The Action Types are:
- Gather Data
- Draw Conclusion
- Perform Therapeutic Procedure
The benefit of classifying with Action Types is that it gives a clear indication of where in the course of a clinical encounter the recommendation is relevant. From there, we may further classify recommendations based on a more clinically specific vector space model, such as organ or disease type. The approach we take is an iterative one, so that we build a clear picture of a recommendation without the need to rely on manual development.
Our work with Action Types demonstrated some interesting results. Common terms, like receive, are used in different settings and can throw the model off and turn a Procedure into a Prescribe action type. Clearly, Naive Bayes will need more training examples to overcome this hurdle. Also, a phrase such as “A focused exam of the hair” is asserted to be a Monitor rather than Test activity, which is somewhat understandable. Another example of interest is this recommendation, “The presence of maternal thyroid disease is important information for the pediatrician to have at the time of delivery.” The experts said it was a Test, but the model said it was Educate/Counsel at 72% confidence. There is an inherent inference that this model cannot make.

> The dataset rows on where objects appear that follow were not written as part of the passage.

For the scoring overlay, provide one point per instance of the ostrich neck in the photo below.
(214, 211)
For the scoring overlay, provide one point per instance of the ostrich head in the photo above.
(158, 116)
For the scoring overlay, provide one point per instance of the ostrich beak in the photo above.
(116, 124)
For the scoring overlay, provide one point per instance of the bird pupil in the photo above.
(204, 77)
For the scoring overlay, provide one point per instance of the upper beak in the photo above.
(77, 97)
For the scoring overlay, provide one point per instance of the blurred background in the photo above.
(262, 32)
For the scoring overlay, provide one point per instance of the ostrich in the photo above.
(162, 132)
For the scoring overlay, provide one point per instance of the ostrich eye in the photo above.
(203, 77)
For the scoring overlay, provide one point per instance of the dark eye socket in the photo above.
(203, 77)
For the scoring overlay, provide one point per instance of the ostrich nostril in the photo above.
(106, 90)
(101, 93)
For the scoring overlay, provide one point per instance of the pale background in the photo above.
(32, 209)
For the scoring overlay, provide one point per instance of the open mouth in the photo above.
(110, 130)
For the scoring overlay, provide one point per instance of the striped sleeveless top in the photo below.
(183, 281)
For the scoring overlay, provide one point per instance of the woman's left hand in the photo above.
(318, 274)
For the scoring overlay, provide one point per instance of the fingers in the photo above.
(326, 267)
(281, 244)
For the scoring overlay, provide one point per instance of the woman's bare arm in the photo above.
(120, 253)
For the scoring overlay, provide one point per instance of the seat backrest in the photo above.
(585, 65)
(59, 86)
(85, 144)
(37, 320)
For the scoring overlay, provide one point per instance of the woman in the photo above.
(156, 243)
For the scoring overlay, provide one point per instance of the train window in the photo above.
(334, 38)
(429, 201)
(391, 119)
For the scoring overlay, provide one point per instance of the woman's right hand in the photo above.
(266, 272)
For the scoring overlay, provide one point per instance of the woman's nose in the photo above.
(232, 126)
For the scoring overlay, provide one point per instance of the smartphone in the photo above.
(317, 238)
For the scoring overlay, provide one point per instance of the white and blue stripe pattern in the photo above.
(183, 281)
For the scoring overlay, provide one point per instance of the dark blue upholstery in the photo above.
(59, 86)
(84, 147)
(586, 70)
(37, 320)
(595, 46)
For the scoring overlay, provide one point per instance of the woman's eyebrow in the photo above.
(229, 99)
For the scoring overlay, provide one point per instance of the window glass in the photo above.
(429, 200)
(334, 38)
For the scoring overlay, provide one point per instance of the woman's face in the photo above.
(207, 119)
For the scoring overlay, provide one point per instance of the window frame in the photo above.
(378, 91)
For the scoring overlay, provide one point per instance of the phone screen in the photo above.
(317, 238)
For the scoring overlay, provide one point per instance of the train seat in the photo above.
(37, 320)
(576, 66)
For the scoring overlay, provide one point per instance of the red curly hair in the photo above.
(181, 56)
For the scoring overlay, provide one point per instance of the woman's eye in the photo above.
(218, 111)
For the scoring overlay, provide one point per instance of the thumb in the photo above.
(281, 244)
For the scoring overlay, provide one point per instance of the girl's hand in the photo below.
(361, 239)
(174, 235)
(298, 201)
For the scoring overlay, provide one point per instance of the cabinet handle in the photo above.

We have furthered this activity by implementing the FastText classifier. This is a C++ program that we compiled for our Linux platform and ran in a Java program utilizing our expert’s Action Types data set. The results are displayed in the AI section for comparison with our Naive Bayes approach. We have not implemented multi-labels, although FastText has this feature. (This was the primary source of error.) We used n-grams of size 2, learning rate of 1, and epoch of 30. The results are very encouraging. If you wish to try it out you can use this data set, where we have added a “__label__” tag to work with Fasttext.
Acronyms are always a stumbling block for NLP and our capturing of these in a reference database table should help in reducing these errors.
Our next activity will be to examine ways to utilize n-grams to identify recommendations that are applicable in a clinical setting. Based on the frequency results, we will convert these to probabilities and conditional probabilities. We can then assign a likelihood that a given recommendation will be relevant to a clinical context source, such as an order set or EHR clinical note. We are also going to see how to build on our Fasttext results.
We have been reviewing the work of Wessam Gad El-Rab, “Clinical Practice Guideline Formalization: Translating Clinical Practice Guidelines to Computer Interpretable Guidelines,” and have considered the usage of the Action Palette in that work. Given our excellent Fasttext results, we wish to pursue the idea of whether these transitive verbs can be used to produce an even stronger mechanism to categorize recommendations. Are the verbs consistent with our Fasttext results? Are they necessary and/or sufficient? We plan to explore this connection and review its impact.